Good morning from the Pharmalittle campus, where I’m filling in for Ed. Normally, I’m the type of person who used to press snooze 10 times in their dorm room before running across campus to arrive for class barely on time. But this week, I’m up early. The scent of strong, dark roast espresso is just beginning to travel up my nasal passages to my brain. Let’s dive into the news, shall we?

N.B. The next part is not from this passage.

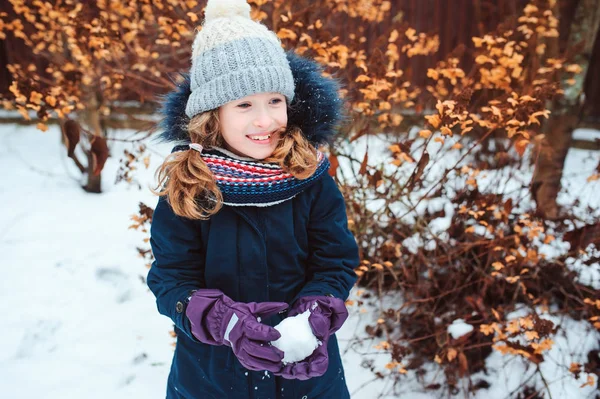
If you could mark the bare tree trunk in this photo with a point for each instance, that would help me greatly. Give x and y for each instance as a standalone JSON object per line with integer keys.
{"x": 566, "y": 112}
{"x": 91, "y": 116}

The Biotechnology Innovation Organization on Monday announced 30 layoffs that are part of a restructuring of the organization, STAT reporters John Wilkerson and Rachel Cohrs Zhang detailed. Among the senior leaders expected to depart as part of the reorganization are BIO’s science chief, and heads of public affairs, marketing, and policy. The shakeup at the biotech industry’s largest trade organization is yet another example of turnover that has roiled the organization recently. BIO has had four CEOs in the past four years.

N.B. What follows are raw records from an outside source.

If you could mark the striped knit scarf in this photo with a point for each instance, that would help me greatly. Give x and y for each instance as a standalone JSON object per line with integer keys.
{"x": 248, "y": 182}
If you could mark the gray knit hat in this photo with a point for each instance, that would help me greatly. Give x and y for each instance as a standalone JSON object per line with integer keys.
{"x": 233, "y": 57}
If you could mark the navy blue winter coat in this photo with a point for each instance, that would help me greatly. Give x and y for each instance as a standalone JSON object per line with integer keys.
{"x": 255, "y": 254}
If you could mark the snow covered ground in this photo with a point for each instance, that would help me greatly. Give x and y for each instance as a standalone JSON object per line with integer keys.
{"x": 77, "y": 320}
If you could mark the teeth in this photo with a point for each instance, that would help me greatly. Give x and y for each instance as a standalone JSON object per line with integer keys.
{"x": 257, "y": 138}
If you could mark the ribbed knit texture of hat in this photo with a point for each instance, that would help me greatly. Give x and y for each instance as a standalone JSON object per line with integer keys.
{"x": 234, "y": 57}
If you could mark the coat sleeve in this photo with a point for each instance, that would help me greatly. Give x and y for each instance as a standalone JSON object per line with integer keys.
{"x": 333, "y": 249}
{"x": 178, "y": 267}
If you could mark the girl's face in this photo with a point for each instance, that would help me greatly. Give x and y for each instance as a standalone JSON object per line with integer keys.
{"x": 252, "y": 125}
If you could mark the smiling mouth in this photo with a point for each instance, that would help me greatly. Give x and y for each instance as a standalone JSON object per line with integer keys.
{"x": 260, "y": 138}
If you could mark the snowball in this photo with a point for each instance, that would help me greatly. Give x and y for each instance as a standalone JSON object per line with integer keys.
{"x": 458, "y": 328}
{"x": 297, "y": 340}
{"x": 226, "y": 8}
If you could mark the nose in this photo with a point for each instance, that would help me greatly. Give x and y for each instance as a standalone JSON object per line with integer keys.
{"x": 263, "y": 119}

AstraZeneca announced plans to almost double revenue to $80 billion by 2030, as chief executive Pascal Soriot presented an investor update on Tuesday viewed internally as the drugmaker’s biggest in a decade, the Financial Times tells us. The Anglo-Swedish group said it would grow its existing portfolio and launch 20 new medicines before the end of the decade, in areas including cancer care and rare diseases, to raise revenue from $45.8 billion in 2023. The update is seen as the most significant since AstraZeneca successfully fended off a takeover attempt from U.S. rival Pfizer in 2014 with an aggressive target of delivering $45 billion in revenue by 2023.